Elus, membres de la Fédération des conseils de parents d'élèves (FCPE), enseignants et familles des jeunes du lycée Romain-Rolland ont manifesté jeudi soir sur l'esplanade de la mairie d'Ivry-sur-Seine (Val-de-Marne). Objectif : exprimer leur «mécontentement quant aux conditions d'arrestation» de six élèves, dont trois mineurs, perquisitionnés mercredi dès 5 heures du matin à leur domicile : ils sont accusés d'avoir tagué le lycée à plusieurs reprises.
La veille, une quarantaine de personnes se sont rassemblées devant le commissariat de Créteil où trois des élèves étaient retenus à la brigade des mineurs, tandis que, parmi les trois majeurs gardés à vue au commissariat de Vitry-sur-Seine, deux ont été libérés mercredi soir.
Début décembre déjà, en pleine mobilisation lycéenne contre la réforme du baccalauréat, cinq élèves ont été gardés à vue trente-six heures.
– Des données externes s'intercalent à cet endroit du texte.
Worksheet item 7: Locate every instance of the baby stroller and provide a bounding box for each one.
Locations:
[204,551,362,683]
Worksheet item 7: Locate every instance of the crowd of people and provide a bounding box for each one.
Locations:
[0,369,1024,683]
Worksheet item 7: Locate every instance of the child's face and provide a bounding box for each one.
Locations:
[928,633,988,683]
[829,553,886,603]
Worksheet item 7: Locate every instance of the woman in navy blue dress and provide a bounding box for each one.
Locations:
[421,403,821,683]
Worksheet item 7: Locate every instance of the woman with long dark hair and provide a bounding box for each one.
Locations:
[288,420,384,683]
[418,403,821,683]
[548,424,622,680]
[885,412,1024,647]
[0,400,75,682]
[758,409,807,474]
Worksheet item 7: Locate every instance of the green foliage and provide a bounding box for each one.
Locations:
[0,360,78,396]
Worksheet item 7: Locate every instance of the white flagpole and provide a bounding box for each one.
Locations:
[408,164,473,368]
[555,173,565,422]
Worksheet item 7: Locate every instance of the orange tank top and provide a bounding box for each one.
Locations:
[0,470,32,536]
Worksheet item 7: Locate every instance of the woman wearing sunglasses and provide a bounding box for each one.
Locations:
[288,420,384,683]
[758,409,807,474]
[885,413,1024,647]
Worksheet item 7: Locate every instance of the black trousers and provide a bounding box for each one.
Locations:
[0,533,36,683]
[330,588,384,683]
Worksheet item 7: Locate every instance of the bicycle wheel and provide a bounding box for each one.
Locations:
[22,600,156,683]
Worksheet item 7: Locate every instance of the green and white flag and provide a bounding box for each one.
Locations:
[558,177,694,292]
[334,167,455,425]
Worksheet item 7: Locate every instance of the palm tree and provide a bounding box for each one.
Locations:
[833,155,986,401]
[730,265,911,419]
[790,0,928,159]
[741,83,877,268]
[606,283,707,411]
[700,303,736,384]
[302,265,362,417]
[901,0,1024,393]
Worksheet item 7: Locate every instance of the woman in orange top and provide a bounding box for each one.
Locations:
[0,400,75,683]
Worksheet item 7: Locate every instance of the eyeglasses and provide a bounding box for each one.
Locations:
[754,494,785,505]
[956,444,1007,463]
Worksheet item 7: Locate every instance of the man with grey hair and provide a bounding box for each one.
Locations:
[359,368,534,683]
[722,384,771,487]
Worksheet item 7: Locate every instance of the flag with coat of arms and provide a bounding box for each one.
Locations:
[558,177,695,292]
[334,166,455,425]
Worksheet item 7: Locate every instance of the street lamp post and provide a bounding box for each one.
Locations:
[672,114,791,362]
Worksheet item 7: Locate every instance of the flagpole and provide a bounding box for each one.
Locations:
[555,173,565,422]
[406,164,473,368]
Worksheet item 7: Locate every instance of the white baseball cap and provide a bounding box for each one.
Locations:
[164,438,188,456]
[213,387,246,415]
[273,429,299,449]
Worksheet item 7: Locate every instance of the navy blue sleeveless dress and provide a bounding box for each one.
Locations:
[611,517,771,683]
On leur reproche d'avoir tagué «Macron démission» sur le panneau d'affichage en plexiglas à l'extérieur du lycée. «Ces derniers nient toujours les faits», explique à Libération un membre de la FSU. Les protestations des élèves débouchent, le 4 décembre, sur un blocus total de leur établissement pendant quinze jours, jusqu'aux vacances de Noël. Lors d'une des nuits du blocage, une nouvelle série de tags a été découverte à l'intérieur du lycée. Les inscriptions mélangeaient alors slogans anarchistes et politiques, mais aussi des injures à l'égard de la proviseure liées à son refus de retirer sa plainte contre les cinq élèves. Malgré les demandes des profs et des jeunes, elle a de nouveau porté plainte.
C'est cette nouvelle plainte qui a donné lieu à l'arrestation des six élèves mercredi, dont quatre étaient toujours gardés à vue dans la soirée de jeudi. Certains ont reconnu les faits et doivent être présentés à un juge pour mineurs. «Une situation totalement disproportionnée», déplore le Snes-FSU Créteil, qui «appelle l'Etat à la modération sur cette affaire» et rappelle que «ce genre de cas est d'habitude traité par des conseils de discipline internes aux établissements et par des sanctions légères devant les tribunaux, et que les gardes à vue semblent totalement inappropriées à la situation».